Comment décider de prendre position ou de rester neutre ? En pesant plusieurs considérations : les valeurs et l’identité de l’organisation (une prise de position cohérente avec des valeurs incarnées peut être légitime ; une prise de position déconnectée paraîtrait artificielle), les parties prenantes (leurs attentes, leur diversité), et le contexte et le sujet (son lien avec l’activité, son degré de clivage). Les arguments en faveur de la prise de position et ceux en faveur de la neutralité sont l’un et l’autre recevables. L’essentiel est que le choix soit réfléchi, cohérent avec l’organisation, et assumé.

Comment prendre position avec justesse sur un sujet clivant ? Si l’organisation choisit de s’exprimer, avec authenticité (refléter une conviction sincère, non un calcul d’image), en cohérence avec ses valeurs et surtout ses actes, en assumant les conséquences (l’approbation des uns, la contestation des autres), en respectant les avis divergents, et avec mesure et dignité. L’authenticité et la cohérence avec les actes sont essentielles : une prise de position sincère et cohérente est crédible, là où une prise de position perçue comme opportuniste se retourne contre l’organisation.

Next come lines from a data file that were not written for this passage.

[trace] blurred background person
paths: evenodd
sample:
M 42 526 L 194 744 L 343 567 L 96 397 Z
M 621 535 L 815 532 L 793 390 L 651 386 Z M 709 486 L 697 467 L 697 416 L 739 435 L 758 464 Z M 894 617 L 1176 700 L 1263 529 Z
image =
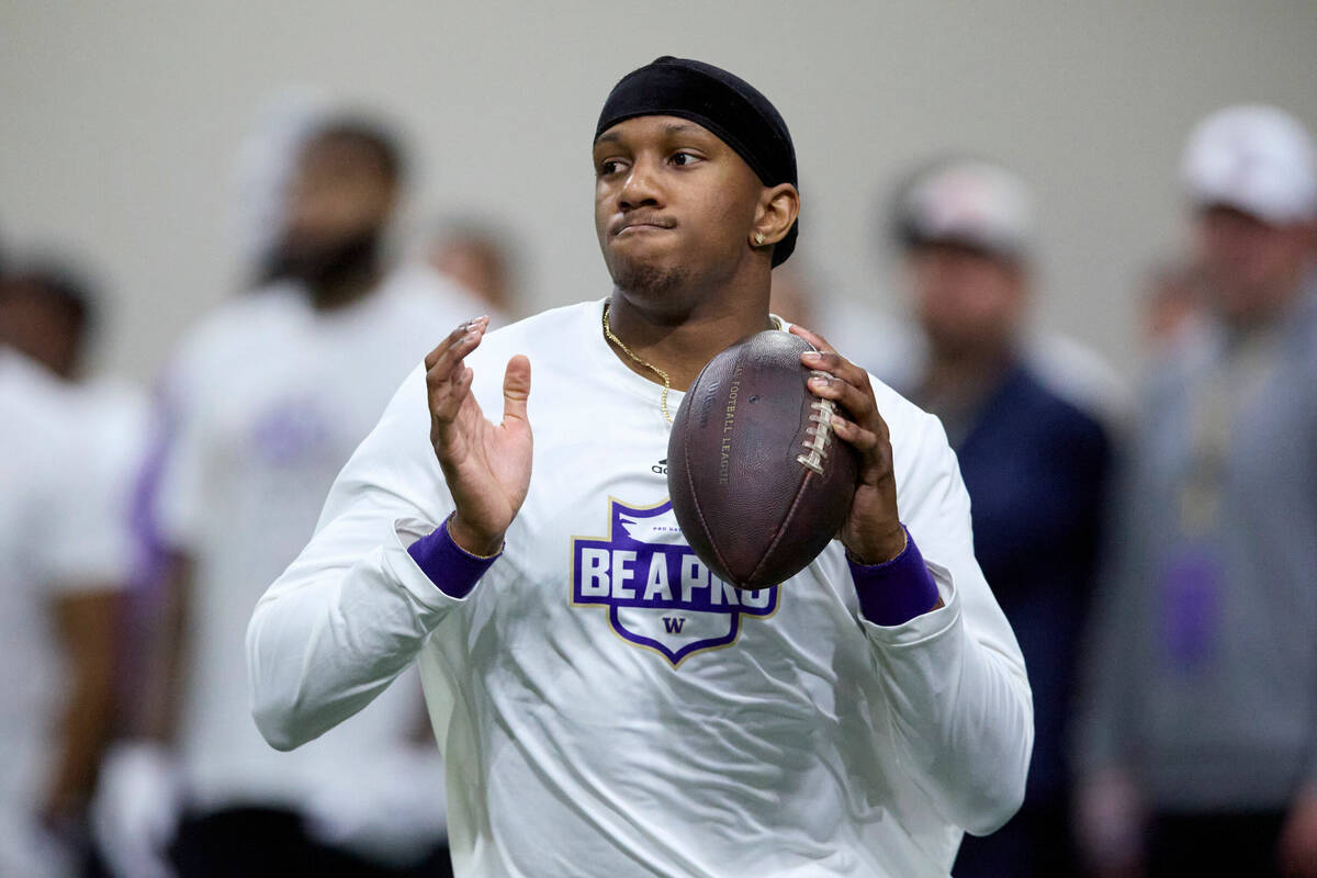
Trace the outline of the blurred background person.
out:
M 12 303 L 11 303 L 12 304 Z M 0 307 L 0 332 L 13 337 Z M 109 737 L 130 548 L 94 423 L 0 342 L 0 874 L 66 877 Z
M 425 262 L 471 294 L 490 326 L 524 315 L 516 291 L 516 246 L 507 230 L 473 220 L 448 220 L 425 245 Z
M 1063 741 L 1112 440 L 1097 417 L 1048 387 L 1026 348 L 1031 217 L 1023 182 L 977 159 L 925 168 L 896 204 L 926 351 L 898 390 L 942 419 L 960 458 L 975 553 L 1019 640 L 1034 691 L 1025 804 L 992 836 L 965 837 L 957 877 L 1068 875 L 1076 864 Z
M 108 492 L 109 515 L 128 527 L 150 404 L 137 384 L 88 369 L 100 333 L 100 300 L 61 259 L 28 261 L 0 282 L 0 344 L 26 354 L 68 391 L 82 428 L 95 437 L 88 465 Z
M 474 316 L 450 284 L 383 255 L 403 170 L 383 129 L 321 117 L 296 145 L 266 284 L 205 317 L 163 375 L 151 509 L 170 561 L 145 720 L 155 744 L 140 742 L 125 757 L 138 770 L 105 794 L 125 874 L 162 871 L 153 857 L 171 800 L 184 878 L 449 870 L 443 767 L 417 733 L 415 673 L 319 741 L 277 753 L 250 716 L 242 648 L 252 607 L 406 373 Z
M 1202 323 L 1202 270 L 1187 258 L 1154 265 L 1144 276 L 1139 304 L 1144 349 L 1156 354 L 1173 348 L 1180 333 Z
M 1101 874 L 1317 875 L 1317 163 L 1271 107 L 1193 130 L 1208 332 L 1144 382 L 1079 738 Z M 1147 821 L 1141 821 L 1146 815 Z
M 87 728 L 97 729 L 95 749 L 86 754 L 86 758 L 95 757 L 97 771 L 91 771 L 87 782 L 99 773 L 107 736 L 113 735 L 124 719 L 130 608 L 126 590 L 120 594 L 120 588 L 133 581 L 141 563 L 132 536 L 130 509 L 149 423 L 149 407 L 140 388 L 88 373 L 87 361 L 100 323 L 96 303 L 94 287 L 50 257 L 28 259 L 0 280 L 0 344 L 21 353 L 53 382 L 46 384 L 47 390 L 62 400 L 72 417 L 66 428 L 84 437 L 74 465 L 83 479 L 83 484 L 75 487 L 76 499 L 88 502 L 88 508 L 104 519 L 95 521 L 95 527 L 115 538 L 116 579 L 91 583 L 94 594 L 86 596 L 70 594 L 65 603 L 71 603 L 72 609 L 63 612 L 71 613 L 68 617 L 75 621 L 62 619 L 59 628 L 68 634 L 70 624 L 88 627 L 68 634 L 70 646 L 94 650 L 91 658 L 79 656 L 72 663 L 79 679 L 75 688 L 82 692 L 75 700 L 87 702 Z M 67 490 L 67 482 L 62 484 Z M 86 591 L 86 586 L 79 586 L 78 591 Z M 112 612 L 105 612 L 108 588 L 115 592 Z M 84 606 L 91 609 L 79 609 Z M 104 646 L 104 637 L 111 638 L 109 653 L 95 653 Z M 97 663 L 94 675 L 83 667 L 87 661 Z M 91 687 L 96 690 L 94 694 Z M 101 716 L 103 710 L 107 716 Z M 80 795 L 88 791 L 82 790 Z M 80 811 L 82 804 L 79 823 L 84 817 Z M 95 867 L 96 854 L 84 853 L 88 869 Z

Comment gérer la contestation d’une prise de position ? En anticipant la contestation, qui est inévitable sur un sujet clivant, en l’assumant avec mesure (sans renier sa position à la première opposition ni surréagir), en acceptant de mécontenter une partie des publics (chercher à plaire à tous étant impossible sur un sujet qui divise), et en respectant la contestation (mépriser ceux qui contestent aggraverait les clivages). Si la situation dégénère en crise, la communication de crise prend le relais. Une prise de position réfléchie, authentique et assumée avec mesure est la meilleure protection.

Rester neutre sur un sujet clivant est-il un choix valable ? Oui, tout à fait : rester neutre est un choix aussi légitime que prendre position. Pour certaines organisations, ne pas s’exprimer sur des sujets clivants — pour préserver des clivages, éviter de mécontenter une partie de ses publics, ou se concentrer sur son activité — est un choix cohérent. Ce choix dépend, comme celui de prendre position, des valeurs, de l’identité, des parties prenantes et du contexte de l’organisation. Le silence comme option en communication sensible, et la manière de l’assumer, sont traités dans une ressource dédiée.